Nicht nur Musikliebhaber kommen am Blue Balls auf ihre Kosten. Während neun Tagen werden auf den Bühnen vor dem KKL und dem Pavillon jeweils abends internationale und nationale Künstler einmalige Kunstwerke schaffen. Auch eine Foto-Expo des Modefotografen Ward Ivan Rafik gibt es. Täglich um 22 Uhr wird zudem der Film «Mistaken for Strangers» gezeigt. Der Film handelt vom Leben der Band The National und wurde vom Bruder des Leadsängers der Band produziert. Und zu allem gibts Essen fast aus der ganzen Welt.

«KommDoch» Festival als Alternative

Zur gleichen Zeit findet in Luzern das «KommDoch Festival» statt. In der Gewerbehalle und im St. Magdalena treten vor allem lokale Künstler auf. David Heizmann vom Verein für Frische Musik Luzern bezeichnet das Festival als die kleine, gemütliche Alternative zum Blue Balls Festival. Die Idee hatte Heizmann an einem Jazzfestival in Kopenhagen, wo in vielen Bars Konzerte gegeben wurden. Er und ein paar Freunde setzten daraufhin die Idee letztes Jahr das erste Mal in Luzern um. Der im letzten Jahr gegründete Verein besteht neben Heizmann aus anderen Studenten der Jazzschule. «Wir haben alle einen grossen Bezug zur Musik und in fast jeder Band, die am KommDoch spielen, gibt es jemanden, der an der Jazzschule studiert», so Heizmann. Man habe letztes Jahr zwar beim Blue Balls angefragt, ob man zusammenarbeiten wolle, dies sei dann aber nicht zu Stande gekommen.
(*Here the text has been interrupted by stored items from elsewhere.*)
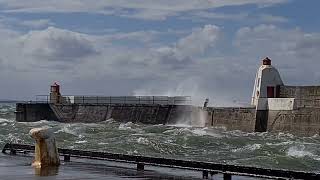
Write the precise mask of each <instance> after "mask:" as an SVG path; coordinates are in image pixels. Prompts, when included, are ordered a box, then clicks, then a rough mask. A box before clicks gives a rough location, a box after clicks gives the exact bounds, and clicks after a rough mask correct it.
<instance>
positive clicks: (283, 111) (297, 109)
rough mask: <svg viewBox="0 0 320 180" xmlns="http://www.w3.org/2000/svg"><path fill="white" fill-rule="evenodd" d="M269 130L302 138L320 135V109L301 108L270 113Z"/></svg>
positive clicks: (317, 108) (274, 131)
mask: <svg viewBox="0 0 320 180" xmlns="http://www.w3.org/2000/svg"><path fill="white" fill-rule="evenodd" d="M267 130H268V131H270V132H283V133H291V134H295V135H302V136H313V135H315V134H320V109H318V108H299V109H297V110H293V111H269V117H268V129H267Z"/></svg>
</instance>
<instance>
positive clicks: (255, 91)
mask: <svg viewBox="0 0 320 180" xmlns="http://www.w3.org/2000/svg"><path fill="white" fill-rule="evenodd" d="M282 85H283V82H282V79H281V77H280V74H279V72H278V70H277V69H276V68H274V67H273V66H272V65H271V60H270V59H269V58H268V57H266V58H265V59H263V60H262V65H261V66H260V68H259V69H258V72H257V75H256V79H255V84H254V87H253V92H252V100H251V105H254V106H256V107H257V105H258V100H259V98H276V97H279V94H280V86H282Z"/></svg>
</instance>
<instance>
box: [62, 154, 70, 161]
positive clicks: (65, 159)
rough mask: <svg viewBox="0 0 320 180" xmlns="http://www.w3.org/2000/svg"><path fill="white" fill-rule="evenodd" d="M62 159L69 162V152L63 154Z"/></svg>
mask: <svg viewBox="0 0 320 180" xmlns="http://www.w3.org/2000/svg"><path fill="white" fill-rule="evenodd" d="M63 158H64V159H63V160H64V162H70V155H69V154H65V155H64V156H63Z"/></svg>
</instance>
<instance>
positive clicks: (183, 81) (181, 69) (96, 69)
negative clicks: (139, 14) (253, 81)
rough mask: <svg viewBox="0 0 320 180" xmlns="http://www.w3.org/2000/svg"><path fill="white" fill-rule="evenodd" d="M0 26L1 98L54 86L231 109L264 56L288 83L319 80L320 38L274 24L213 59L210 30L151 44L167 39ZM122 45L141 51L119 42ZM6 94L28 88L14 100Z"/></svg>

Heizmann betonte, dass das Festival lokal bleiben solle, auch wenn die Konzerte letztes Jahr grossen Anklang gefunden hätten. Man wolle so auch die Musikszene in Luzern fördern: «Wir wollen keine Konkurrenz zum Blue Balls Festival darstellen, sondern viel mehr ein Alternativ-Programm für diejenigen bieten, die gerne neue Musik entdecken und es eher gemütlich mögen.»